6 April 2020

Workout Routine at Home: How to Start

There are times in which working out at a fitness center is just out of reach. Whether you cannot make it to the gym after work or maybe you just don’t feel comfortable going to a gym. The idea of working out from home is becoming more fashionable in today’s time. And the good news is that this can get you fit and it often does not require having a dedicated room with tons of equipment in order to get started.

How to Workout At Home Without Equipment

A workout routine at home does not mean that you have to have thousands of dollars of equipment in your home. Often times, the best equipment that you can use is your actual body weight to start getting a great workout. We do suggest that you have a space that is safe from furniture and other elements so that you can do exercises that use your body. And you may find that getting some small items like yoga stretch bands, hand weights or the like can make this workout more effective.

Are Home Workouts Effective?

When considering a home workout, most people ask are home workouts effective? Most definitely. Especially if you stay dedicated to this. Remember, any workout, even those at home, are more beneficial for you than simply doing nothing.
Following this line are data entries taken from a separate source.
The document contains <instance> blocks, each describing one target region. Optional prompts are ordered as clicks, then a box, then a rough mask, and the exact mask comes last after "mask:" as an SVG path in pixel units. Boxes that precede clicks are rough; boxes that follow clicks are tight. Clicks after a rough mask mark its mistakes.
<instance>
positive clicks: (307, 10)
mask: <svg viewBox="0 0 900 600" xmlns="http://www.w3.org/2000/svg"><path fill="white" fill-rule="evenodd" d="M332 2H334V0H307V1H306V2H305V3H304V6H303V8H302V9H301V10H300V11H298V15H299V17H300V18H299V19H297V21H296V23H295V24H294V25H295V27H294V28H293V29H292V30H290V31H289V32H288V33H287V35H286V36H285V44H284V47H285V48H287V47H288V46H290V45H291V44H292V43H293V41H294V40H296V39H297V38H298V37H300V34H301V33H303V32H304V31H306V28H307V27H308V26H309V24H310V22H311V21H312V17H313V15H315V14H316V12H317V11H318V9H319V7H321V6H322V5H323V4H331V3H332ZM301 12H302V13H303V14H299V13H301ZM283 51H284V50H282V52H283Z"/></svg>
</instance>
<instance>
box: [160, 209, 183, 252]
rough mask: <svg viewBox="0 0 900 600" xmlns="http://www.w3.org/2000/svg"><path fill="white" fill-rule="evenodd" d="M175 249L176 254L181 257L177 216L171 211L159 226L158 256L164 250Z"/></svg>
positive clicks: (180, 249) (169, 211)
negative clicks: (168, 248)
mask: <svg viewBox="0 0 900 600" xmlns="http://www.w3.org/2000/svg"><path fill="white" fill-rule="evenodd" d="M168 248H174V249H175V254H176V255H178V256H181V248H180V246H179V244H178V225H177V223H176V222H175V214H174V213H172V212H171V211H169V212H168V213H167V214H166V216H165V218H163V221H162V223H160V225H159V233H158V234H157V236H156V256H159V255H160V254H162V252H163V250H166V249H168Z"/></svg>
Workout Routine: Some Beginner Exercises to Start

For those who are ready to start a workout routine at home, they have several options for what they can do. Here are some beginner exercises that can give you a good idea of where to start that are going to get the blood pumping:

  1. Planks: These plank positions can be done anywhere, and they are great at using almost every muscle in the body. Simply hold this for a few seconds to start and gradually work your way up as your muscles begin to get stronger.
  2. Jumping rope: It may seem simple, but jumping rope is a great exercise to get you moving. And you can do this in your home, as long as you have the room. If you don’t have a jump rope then simply jog in place or even pretend that you have a jump rope, the benefit is still going to be the same.
  3. Crunches: Work those abs with some old fashioned crunches.
  4. Push ups: Develop your arm strength by doing push ups, using your own weight to help build those muscles.

Think about what you did in gym class while in school and chances are you can think of several other beginner exercises to get started.